La seconda parte del programma riportava alla tradizione concertistica con la Sinfonia n.9 op.95 “Dal nuovo mondo” (1893) di Antonin Dvořák, composta dal musicista boemo a New York, dove era stato invitato a dirigere il locale Conservatorio di Musica. L’impianto classico europeo accoglie elementi e motivi della musica americana, che avevano suggestionato l’autore; da qui l’intestazione “Dal nuovo mondo”.
Juraj Valčuha ha offerto una lettura volta soprattutto a evidenziare i contenuti melodici dei quattro movimenti: ne hanno tratto beneficio i primi due, soprattutto il secondo (Largo), il cui celeberrimo tema, esposto dal corno inglese, ha potuto godere di un’ottima strumentista solista.

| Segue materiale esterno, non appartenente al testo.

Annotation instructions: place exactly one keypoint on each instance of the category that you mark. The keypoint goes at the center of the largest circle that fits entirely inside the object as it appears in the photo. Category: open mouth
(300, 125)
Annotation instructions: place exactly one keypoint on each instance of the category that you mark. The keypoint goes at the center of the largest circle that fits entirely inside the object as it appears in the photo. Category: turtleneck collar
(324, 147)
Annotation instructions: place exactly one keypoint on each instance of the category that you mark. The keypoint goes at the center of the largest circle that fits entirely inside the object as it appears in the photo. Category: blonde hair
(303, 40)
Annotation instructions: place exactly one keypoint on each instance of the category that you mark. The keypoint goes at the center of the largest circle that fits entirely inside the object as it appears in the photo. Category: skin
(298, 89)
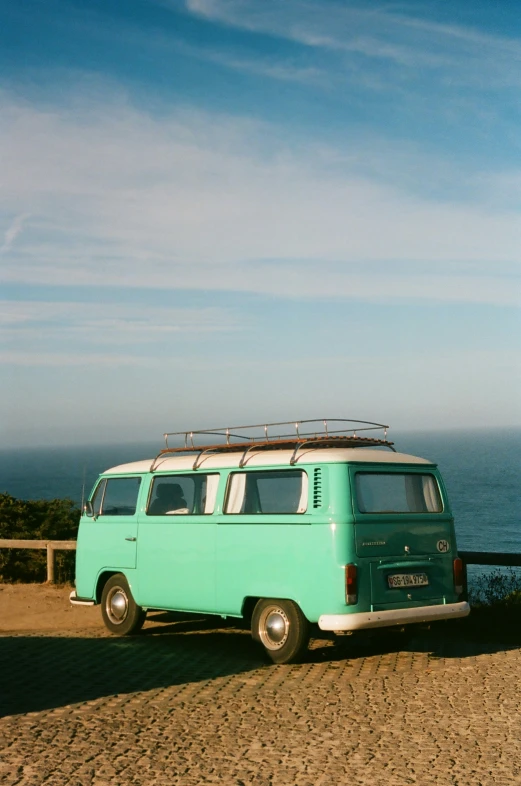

La pulsione ritmica del terzo movimento, ispirata dalle danze popolari ceche, è risultata adeguatamente scandita, ma forse un poco contenuta sul piano della sonorità. Idem dicasi del conclusivo Allegro con fuoco, in cui del maestoso tema finale si è sentito bene l’Allegro, un po’ meno il fuoco!
Prossimi appuntamenti del Settembre: venerdì 15 l’orchestra barocca Frau Musika presenta otto Concerti per strumenti vari di Antonio Vivaldi; sabato 16 la Royal Philharmoc Orchestra (dir. Vasilij Petrenko, Julia Fischer violino) esegue opere di Musorgskij, Čajkovskij e Rachmaninov; martedì 19 l’Orchestra Italiana del Cinema diretta da Leonardo Benini suona pagine di Morricone, Rota, Piovani, Bacalov e altri; giovedì 21 settembre la Baltic Sea Philharmonic (Kristjan Jārvi dir.e pf.) propone pagine di Rautavaara, Grieg, Pārt, Jārvi e Stravinskij. Tutti i concerti iniziano alle 20.30. r.c.